Sellers cancelled the agreement one day after the due date for the payment of deposit on the basis of repudiatory breach.
On the date of breach, the difference between the market price and the sale price i.e. the conventional measure of damages for breach of contract, was substantially less than 10% of the sale price i.e. the stipulated deposit.
Clauses 2 and 13 read as follows:
As security for the correct fulfilment of this Agreement the Buyer shall pay a deposit of 10% (ten per cent) of the Purchase Price within 3 (three) banking days after this Agreement is signed by both parties and exchange by fax/email. This deposit shall be placed in the Sellers’ nominated account with the Royal Bank of Scotland PLC, Piraeus and held by them in a joint interest bearing account for the Sellers and the Buyers, to be released in accordance with joint written instructions of the Sellers and the Buyers ………
13. Buyers’ default
Should the deposit not be paid in accordance with Clause 2, the Sellers shall have the right to cancel this Agreement, and they shall be entitled to claim compensation for their losses and for all expenses incurred together with interest. ”
Sellers claimed payment of the deposit.
London Maritime Arbitrators, Ian Kinnel QC and John Tsatsas found in favour of the buyers.

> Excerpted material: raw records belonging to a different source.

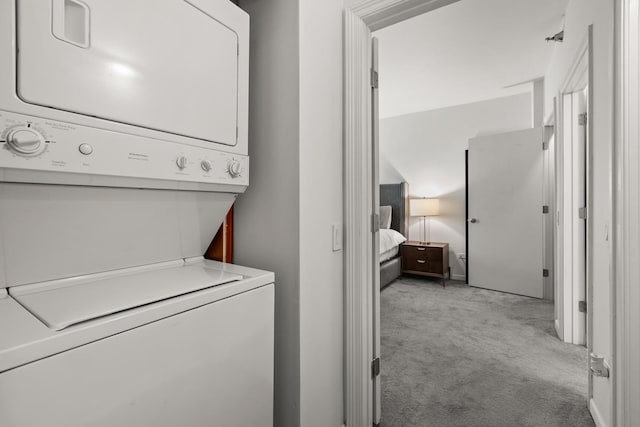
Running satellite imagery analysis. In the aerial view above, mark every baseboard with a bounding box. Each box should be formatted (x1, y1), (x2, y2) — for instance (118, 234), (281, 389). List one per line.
(589, 399), (609, 427)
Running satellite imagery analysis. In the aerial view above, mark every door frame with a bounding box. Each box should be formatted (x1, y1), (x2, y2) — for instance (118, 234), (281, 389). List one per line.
(611, 0), (640, 427)
(344, 0), (640, 427)
(344, 0), (459, 427)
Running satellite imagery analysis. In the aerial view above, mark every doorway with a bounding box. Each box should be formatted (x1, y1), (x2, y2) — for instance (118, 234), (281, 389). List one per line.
(346, 1), (616, 426)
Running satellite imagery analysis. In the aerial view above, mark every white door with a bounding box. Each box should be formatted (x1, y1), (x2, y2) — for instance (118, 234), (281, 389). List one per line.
(467, 128), (543, 298)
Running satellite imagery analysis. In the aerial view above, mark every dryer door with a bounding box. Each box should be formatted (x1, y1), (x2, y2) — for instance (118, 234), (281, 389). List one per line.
(16, 0), (238, 145)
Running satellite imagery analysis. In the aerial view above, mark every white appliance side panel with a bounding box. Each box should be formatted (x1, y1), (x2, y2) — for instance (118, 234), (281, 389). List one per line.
(0, 183), (235, 287)
(17, 0), (239, 145)
(0, 285), (274, 427)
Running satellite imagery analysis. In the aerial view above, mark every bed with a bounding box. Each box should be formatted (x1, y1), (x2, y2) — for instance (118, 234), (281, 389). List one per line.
(380, 182), (409, 289)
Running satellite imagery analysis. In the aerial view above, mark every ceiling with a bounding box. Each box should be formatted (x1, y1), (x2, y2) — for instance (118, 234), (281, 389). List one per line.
(374, 0), (568, 118)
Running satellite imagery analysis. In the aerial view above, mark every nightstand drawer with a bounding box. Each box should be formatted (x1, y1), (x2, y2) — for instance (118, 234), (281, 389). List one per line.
(401, 242), (449, 286)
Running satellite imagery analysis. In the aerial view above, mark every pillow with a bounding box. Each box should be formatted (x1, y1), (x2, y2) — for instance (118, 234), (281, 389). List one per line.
(380, 206), (391, 228)
(380, 228), (407, 254)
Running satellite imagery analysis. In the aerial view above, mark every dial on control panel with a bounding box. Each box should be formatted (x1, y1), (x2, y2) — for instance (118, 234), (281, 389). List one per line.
(176, 156), (187, 169)
(7, 126), (46, 156)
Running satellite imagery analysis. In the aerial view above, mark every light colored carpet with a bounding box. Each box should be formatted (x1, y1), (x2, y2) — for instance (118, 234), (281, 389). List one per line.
(380, 278), (594, 427)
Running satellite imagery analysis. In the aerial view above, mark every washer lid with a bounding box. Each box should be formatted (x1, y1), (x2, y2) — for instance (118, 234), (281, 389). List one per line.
(9, 260), (243, 331)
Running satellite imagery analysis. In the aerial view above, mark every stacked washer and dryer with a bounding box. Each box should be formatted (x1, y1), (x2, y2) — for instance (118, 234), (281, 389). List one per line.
(0, 0), (274, 427)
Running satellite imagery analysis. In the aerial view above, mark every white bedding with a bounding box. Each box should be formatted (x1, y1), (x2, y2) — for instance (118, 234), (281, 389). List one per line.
(380, 228), (407, 262)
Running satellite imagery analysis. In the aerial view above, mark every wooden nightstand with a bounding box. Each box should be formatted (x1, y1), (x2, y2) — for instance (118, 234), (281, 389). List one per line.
(400, 241), (451, 287)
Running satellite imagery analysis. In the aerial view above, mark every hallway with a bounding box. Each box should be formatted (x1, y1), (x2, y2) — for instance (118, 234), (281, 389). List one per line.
(381, 277), (594, 427)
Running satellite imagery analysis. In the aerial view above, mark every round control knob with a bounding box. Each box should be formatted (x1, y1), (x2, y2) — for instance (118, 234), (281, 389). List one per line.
(176, 156), (187, 169)
(227, 160), (242, 178)
(200, 160), (211, 172)
(7, 126), (46, 156)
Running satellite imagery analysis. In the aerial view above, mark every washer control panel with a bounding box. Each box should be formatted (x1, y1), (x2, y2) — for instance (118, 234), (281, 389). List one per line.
(0, 111), (249, 186)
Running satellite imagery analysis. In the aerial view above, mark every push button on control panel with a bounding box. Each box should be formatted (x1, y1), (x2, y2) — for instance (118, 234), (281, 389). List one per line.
(200, 160), (211, 172)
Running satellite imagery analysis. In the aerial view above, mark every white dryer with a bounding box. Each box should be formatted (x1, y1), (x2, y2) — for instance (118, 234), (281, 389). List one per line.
(0, 0), (274, 427)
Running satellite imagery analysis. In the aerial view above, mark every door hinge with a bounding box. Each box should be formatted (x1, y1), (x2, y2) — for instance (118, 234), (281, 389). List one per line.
(578, 207), (588, 219)
(371, 357), (380, 378)
(542, 125), (553, 150)
(371, 214), (380, 233)
(578, 113), (587, 126)
(589, 353), (609, 378)
(371, 68), (378, 89)
(578, 301), (587, 313)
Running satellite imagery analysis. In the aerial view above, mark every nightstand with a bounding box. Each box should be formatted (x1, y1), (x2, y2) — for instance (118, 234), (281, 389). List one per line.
(400, 241), (451, 287)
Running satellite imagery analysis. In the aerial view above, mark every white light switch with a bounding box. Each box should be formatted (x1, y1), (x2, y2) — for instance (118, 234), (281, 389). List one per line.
(331, 224), (342, 252)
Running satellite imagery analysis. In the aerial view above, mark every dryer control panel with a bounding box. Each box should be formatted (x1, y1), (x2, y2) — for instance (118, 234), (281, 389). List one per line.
(0, 111), (249, 186)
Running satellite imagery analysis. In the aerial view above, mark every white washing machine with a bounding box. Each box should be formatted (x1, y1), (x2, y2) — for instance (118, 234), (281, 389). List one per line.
(0, 0), (274, 427)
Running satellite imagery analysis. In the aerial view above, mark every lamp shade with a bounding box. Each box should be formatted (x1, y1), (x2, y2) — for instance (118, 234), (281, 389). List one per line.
(409, 199), (440, 216)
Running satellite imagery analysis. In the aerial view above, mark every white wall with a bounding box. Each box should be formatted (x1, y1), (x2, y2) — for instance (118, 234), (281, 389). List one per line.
(545, 0), (613, 426)
(234, 0), (343, 427)
(234, 0), (300, 427)
(300, 0), (344, 427)
(380, 94), (532, 280)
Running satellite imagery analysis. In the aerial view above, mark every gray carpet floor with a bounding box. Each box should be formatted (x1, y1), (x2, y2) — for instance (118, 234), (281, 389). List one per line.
(380, 277), (595, 427)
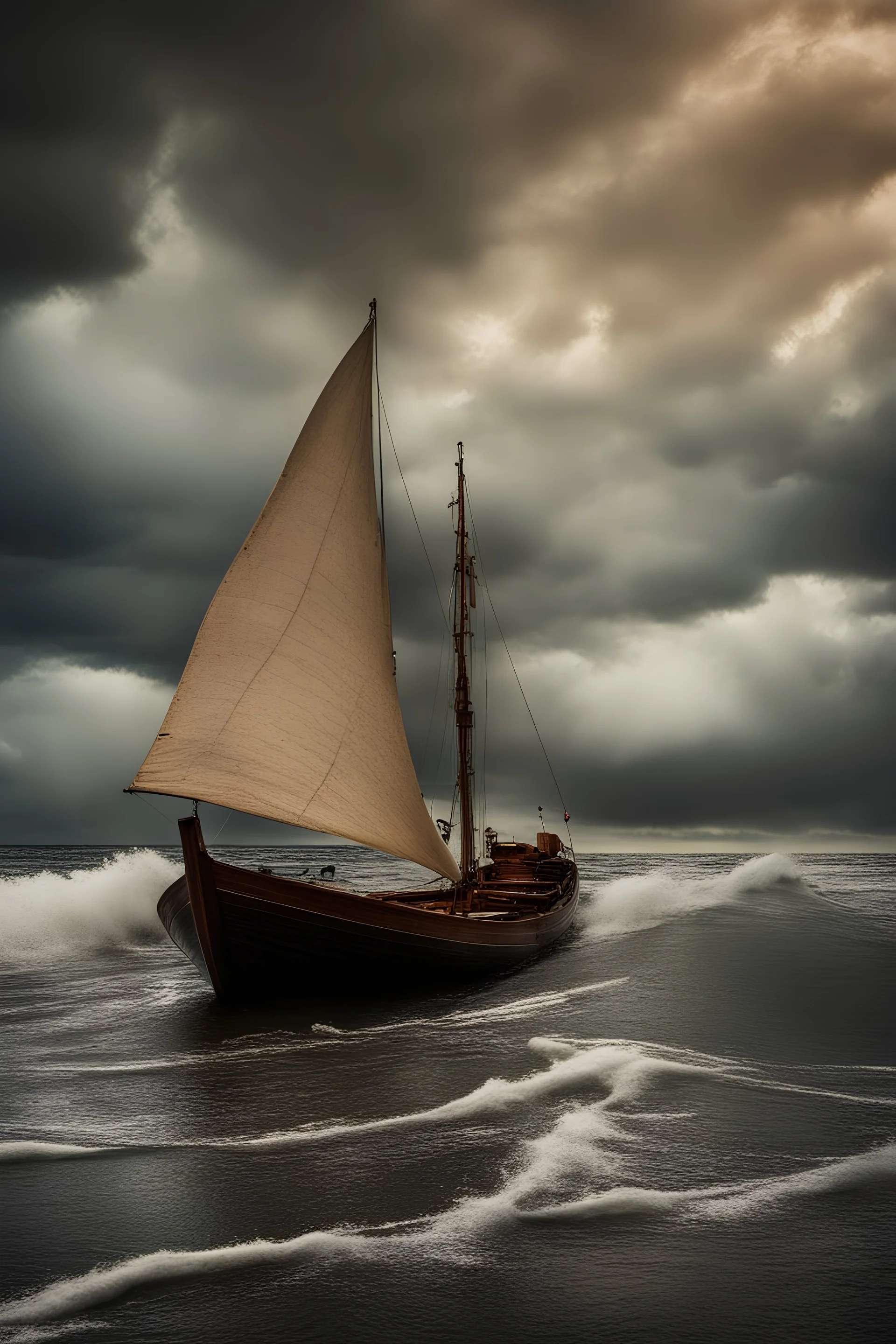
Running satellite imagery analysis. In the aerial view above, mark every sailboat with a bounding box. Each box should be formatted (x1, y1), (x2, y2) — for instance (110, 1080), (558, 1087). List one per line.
(125, 302), (579, 1000)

Teare J, on appeal, held that the terms of the agreement entitled the sellers to the deposit; alternatively in the event that the agreement was ambiguous, commercial sense dictated that the sellers were entitled to the deposit.
He was upheld by the Court of Appeal (Sir Brian Leveson, Tomlinson and McFarlane LJJ – judgement by Tomlinson LJ)
The favoured interpretation of clause 13 (replicated in another award by Dominic Kendrick QC and Clive Aston) does violence to the language and is inconsistent with the “compensatory principle” emphasized in the Golden Victory.
The doctrine on forfeiture of a deposit is set out in Howe v Smith (1881) 27 Ch D 89,101 where Fry LJ said “Money paid as a deposit…creates by fear of its forfeiture a motive in the payer to perform the rest of the contract”.
McLaughlan (2002 NZ L Rev 1 2002) presents an unanswerable argument for regarding forfeiture of a deposit as penalty in terrorem.
The facts of this case were an ideal opportunity to set this area of the law on a principled path.